[AGC005D] ~K Perm Counting
智慧转化,但不是很难想到。首先考虑容斥,设\(f_i\)表示强制\(i\)个位置\(|P_i - i| = k\)的方案数,那么答案就为\(\sum_{i = 0}^n f_i(n - i)!\),那么如何求\(f_i\)呢?
我们考虑位置之间的限制,可以将问题转化成一个\(n * n\)的矩形, 每行每列只能选一个位置,而有些位置不能选(标为灰色)。
那我们就相当于选不在同一行用一列的灰色节点,观察发现它们为几条链,链上相邻的不能选,这个问题就很经典了,最后做个背包就可以处理出\(f_i\)。

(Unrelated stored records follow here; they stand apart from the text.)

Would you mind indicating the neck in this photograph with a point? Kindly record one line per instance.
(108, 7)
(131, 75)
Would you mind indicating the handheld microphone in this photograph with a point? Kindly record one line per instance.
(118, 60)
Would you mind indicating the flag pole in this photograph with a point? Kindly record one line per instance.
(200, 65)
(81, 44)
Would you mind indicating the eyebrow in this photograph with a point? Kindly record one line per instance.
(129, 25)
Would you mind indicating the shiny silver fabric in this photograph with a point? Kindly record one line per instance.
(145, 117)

时间复杂度\(O(n^2)\),可以用多项式乘法优化背包合并到\(O(n \log n)\)。
Code
#include<cstdio>
#include<iostream>
#define LL long long
#define IN inline
using namespace std;
const int P = 924844033, N = 2e3 + 5;
int n, K, cnt[N], lit; LL f[N][N], g[N][N], fac[N];
IN int read() {
int t = 0,res = 0; char ch = getchar();
for (; !isdigit(ch); ch = getchar()) t |= (ch == '-');
for (; isdigit(ch); ch = getchar()) res = (res << 3) + (res << 1) + (ch ^ 48);
return t ? -res : res;
}
int main() {
n = read(), K = read();
for (int i = 1, j = 1 - K; j <= K && i <= n; i++, j++) {
cnt[i] = (j <= 0 ? -1 : 0); int x = j, y = i;
for (int k = 1; x <= n && y <= n; k++)
cnt[i]++, x += (k & 1 ? (K << 1) : 0), y += (k & 1 ? 0 : (K << 1));
lit = i;
}
g[1][1] = g[1][0] = g[0][0] = 1;
for (int i = 2; i <= n; i++) {
g[i][0] = 1;
for (int j = 1; j <= i + 1 >> 1; j++) g[i][j] = (g[i - 1][j] + g[i - 2][j - 1]) % P;
}
f[0][0] = fac[0] = 1;
for (int i = 1; i <= lit; i++)
for (int j = 0; j <= cnt[i] + 1 >> 1; j++)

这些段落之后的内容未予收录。